İşte Ermeniler 24 Nisan 1915 tarihini bu şekilde saptırarak kendilerine karşı soykırım yapılmış gibi ilan etmişlerdir. Ermenilerin tehcir edilmesi ya da Suriye taraflarına nakledilmesi henüz gerçekleşmemişti r. Bunun için 2 ay daha geçmesi gerekmiştir. Ancak, 24 Nisan 1915’ten sonra takip eden olaylar dizisi Osmanlı Hükümeti’nin Ermenileri nakletmekte ne kadar haklı olduğunu ortaya koymuştur. 24 Nisan tarihi, aynı zamanda Çanakkale kara savaşlarının başladığı bir tarihe denk gelmekteydi. İşte, Osmanlı Devleti bir taraftan Çanakkale’de dünyanın en üstün harp teknolojisine sahip İngiliz-Fransız ve diğer düşman güçleriyle savaşırken diğer taraftan Şarkta Ruslarla harp halinde tam bir ölüm kalım mücadelesi vermekteydi. Böyle bir ortamdan istifade eden kanlı Ermeni çeteleri 17 Mayıs 1915’te Rusların da yardımıyla Van şehrini ele geçirdiler ve 50 bin Müslümanı katlettiler. Şehirde bulunan 180 bin civarındaki Müslüman nüfus ya katledildi ya da sürüldü.

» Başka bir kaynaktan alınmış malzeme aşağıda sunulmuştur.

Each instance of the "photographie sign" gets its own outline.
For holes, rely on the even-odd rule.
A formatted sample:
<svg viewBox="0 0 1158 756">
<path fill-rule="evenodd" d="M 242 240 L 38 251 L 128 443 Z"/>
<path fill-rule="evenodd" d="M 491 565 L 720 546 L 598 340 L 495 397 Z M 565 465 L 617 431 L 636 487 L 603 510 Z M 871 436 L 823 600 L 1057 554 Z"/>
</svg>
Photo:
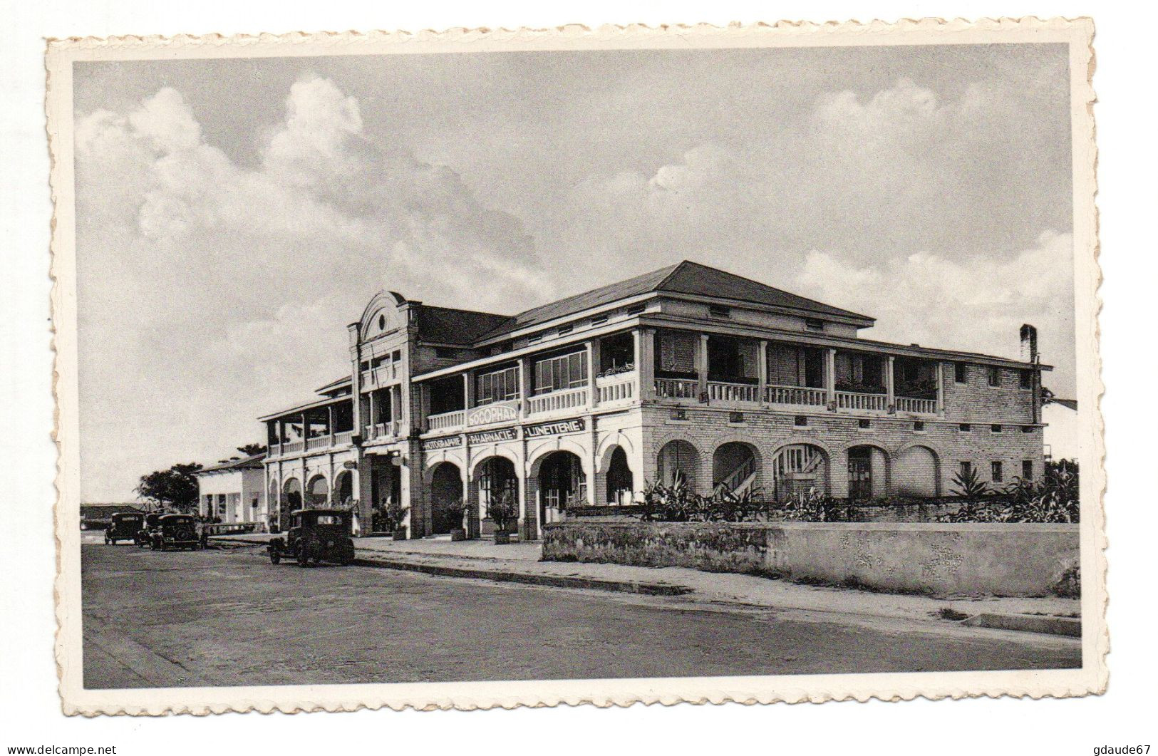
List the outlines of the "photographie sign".
<svg viewBox="0 0 1158 756">
<path fill-rule="evenodd" d="M 423 441 L 423 452 L 435 452 L 438 449 L 450 449 L 462 446 L 461 435 L 448 435 L 445 439 L 427 439 Z"/>
<path fill-rule="evenodd" d="M 519 438 L 519 432 L 514 428 L 498 428 L 494 431 L 479 431 L 478 433 L 468 433 L 468 443 L 496 443 L 498 441 L 514 441 Z"/>
<path fill-rule="evenodd" d="M 587 427 L 587 423 L 582 418 L 572 418 L 570 420 L 558 420 L 556 423 L 540 423 L 538 425 L 528 425 L 526 433 L 528 438 L 537 438 L 541 435 L 559 435 L 562 433 L 578 433 Z"/>
</svg>

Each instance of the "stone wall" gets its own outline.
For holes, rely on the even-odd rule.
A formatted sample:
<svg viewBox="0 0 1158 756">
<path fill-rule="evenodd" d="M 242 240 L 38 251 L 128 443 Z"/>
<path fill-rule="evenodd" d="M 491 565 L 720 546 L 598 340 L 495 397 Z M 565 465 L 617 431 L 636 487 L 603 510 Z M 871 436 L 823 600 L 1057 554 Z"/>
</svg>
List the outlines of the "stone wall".
<svg viewBox="0 0 1158 756">
<path fill-rule="evenodd" d="M 1078 559 L 1078 526 L 554 523 L 544 560 L 681 566 L 932 595 L 1045 596 Z"/>
</svg>

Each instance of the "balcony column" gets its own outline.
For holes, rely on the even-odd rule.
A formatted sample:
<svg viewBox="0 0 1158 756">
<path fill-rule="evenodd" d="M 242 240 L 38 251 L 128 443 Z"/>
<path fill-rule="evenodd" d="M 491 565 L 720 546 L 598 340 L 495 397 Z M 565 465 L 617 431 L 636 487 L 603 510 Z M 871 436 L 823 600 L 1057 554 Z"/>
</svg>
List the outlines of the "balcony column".
<svg viewBox="0 0 1158 756">
<path fill-rule="evenodd" d="M 760 340 L 756 360 L 760 362 L 756 366 L 756 375 L 760 377 L 760 392 L 756 395 L 756 401 L 763 404 L 768 401 L 768 342 L 763 339 Z"/>
<path fill-rule="evenodd" d="M 945 414 L 945 364 L 937 362 L 937 414 Z"/>
<path fill-rule="evenodd" d="M 824 394 L 828 396 L 828 408 L 836 410 L 836 350 L 824 350 Z"/>
<path fill-rule="evenodd" d="M 631 331 L 631 337 L 639 399 L 647 402 L 655 398 L 655 329 L 637 328 Z"/>
<path fill-rule="evenodd" d="M 599 387 L 595 386 L 595 379 L 602 359 L 601 346 L 599 339 L 587 342 L 587 406 L 592 409 L 599 406 Z"/>
<path fill-rule="evenodd" d="M 530 358 L 519 358 L 519 410 L 522 417 L 530 414 Z"/>
<path fill-rule="evenodd" d="M 888 355 L 888 365 L 885 366 L 885 409 L 889 412 L 896 412 L 896 376 L 893 373 L 893 367 L 896 364 L 896 358 L 892 354 Z"/>
<path fill-rule="evenodd" d="M 708 394 L 708 333 L 701 333 L 696 342 L 696 376 L 699 379 L 701 398 Z"/>
</svg>

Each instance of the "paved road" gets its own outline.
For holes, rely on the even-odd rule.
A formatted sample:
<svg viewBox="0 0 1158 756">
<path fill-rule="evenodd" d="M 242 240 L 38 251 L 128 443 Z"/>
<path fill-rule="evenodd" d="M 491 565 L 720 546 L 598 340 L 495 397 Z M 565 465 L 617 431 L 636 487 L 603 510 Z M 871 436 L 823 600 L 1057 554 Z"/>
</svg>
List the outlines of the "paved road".
<svg viewBox="0 0 1158 756">
<path fill-rule="evenodd" d="M 273 566 L 259 548 L 82 549 L 88 688 L 1029 669 L 1070 639 L 741 610 L 684 597 L 373 567 Z"/>
</svg>

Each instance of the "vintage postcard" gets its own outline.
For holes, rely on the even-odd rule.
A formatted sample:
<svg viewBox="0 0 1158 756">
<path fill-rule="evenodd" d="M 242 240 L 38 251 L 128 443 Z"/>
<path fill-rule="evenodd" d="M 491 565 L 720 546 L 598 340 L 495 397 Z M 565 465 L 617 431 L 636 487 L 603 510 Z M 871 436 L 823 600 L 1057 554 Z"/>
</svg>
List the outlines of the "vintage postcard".
<svg viewBox="0 0 1158 756">
<path fill-rule="evenodd" d="M 1092 38 L 51 41 L 65 712 L 1104 690 Z"/>
</svg>

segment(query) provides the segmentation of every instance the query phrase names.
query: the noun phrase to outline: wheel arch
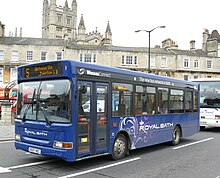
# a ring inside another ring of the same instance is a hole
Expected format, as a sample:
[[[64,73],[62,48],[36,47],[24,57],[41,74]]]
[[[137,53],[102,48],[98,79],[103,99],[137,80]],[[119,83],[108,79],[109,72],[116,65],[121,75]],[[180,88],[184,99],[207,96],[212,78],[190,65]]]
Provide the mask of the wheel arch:
[[[115,135],[115,138],[114,140],[117,138],[117,136],[119,134],[123,134],[128,142],[128,150],[131,150],[131,140],[130,140],[130,137],[129,137],[129,134],[128,132],[126,132],[125,130],[121,130],[120,132],[118,132],[116,135]]]
[[[174,128],[179,127],[180,128],[180,137],[183,137],[183,130],[180,124],[176,124]]]

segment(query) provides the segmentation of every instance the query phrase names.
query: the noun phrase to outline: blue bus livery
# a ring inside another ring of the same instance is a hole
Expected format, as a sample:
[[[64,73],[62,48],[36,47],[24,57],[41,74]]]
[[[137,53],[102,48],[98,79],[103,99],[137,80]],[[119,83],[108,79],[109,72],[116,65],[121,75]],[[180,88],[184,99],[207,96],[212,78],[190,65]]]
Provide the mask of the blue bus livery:
[[[199,86],[76,62],[18,68],[15,147],[76,161],[170,142],[199,131]]]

Osmanlı Devleti bir taraftan doğu vilayetlerini savunabilmek ve diğer taraftan da bir iç savaşı önleyebilmek için Doğu bölgesindeki halkı buradan alarak Suriye ve Irak taraflarına nakletti. Bu nakil esnasında çeşitli ulaşım zorlukları, açlık, hastalık ve salgınlar yüzünden 200 bin Ermeni hayatını kaybetti. Osmanlı devleti bu tedbirleri almasaydı doğuda iç savaş yoluyla kan gövdeyi götürecek ve tüm doğu illeri mahvolacaktı. 10 sene incelemesini yaptığımız İngiliz arşiv belgeleri de Tehcirin bir iç savaşı önlediğini yazıyor.

Sonuç olarak tarihi ilgilendiren bu hadiseler, tarihi meselelere tek taraflı ve önyargılı yaklaşan Ermenistan ve bazı Batılı tarihçi yazarlar ve lobiler tarafından siyasi, stratejik ve ekonomik menfaatler devşirmek için istismar edilmiştir ve bu durum da halen devam etmektedir. Bir başka ifadeyle tarihin konusu olan bir mesele uluslararası siyaset ve stratejik çıkarlara alet edilmektedir. Bunun en çarpıcı örneği de her yıl 24 Nisan’da Amerikan Devlet Başkanlarının yaptığı konuşmalardır. Başkan Obama bu yılda bu olayı büyük felaket (Ermenice Meds Yeghern) diye tanımlayarak tarihi bir meseleyi siyasete alet etmiş oldu. Dolayısıyla başkan Obama’nın söylediklerinin tarihi bir karşılığı olmaması sebebiyle önemi de yoktur. Ancak, burada mesele tarihi hakikatlerin ifsat edilmesi ve tarihin rayından saptırılmasıdır. Yalan tarih üzerinde uluslararası ilişkilerin ve siyasetin yürütülmesi mümkün değildir. Dolayısıyla, Türkiye’nin yalan tarihle ve iftiralarla mücadele etmesi ve tarihi hakikatleri belgeleriyle dünyaya anlatması büyük önem arz etmektedir.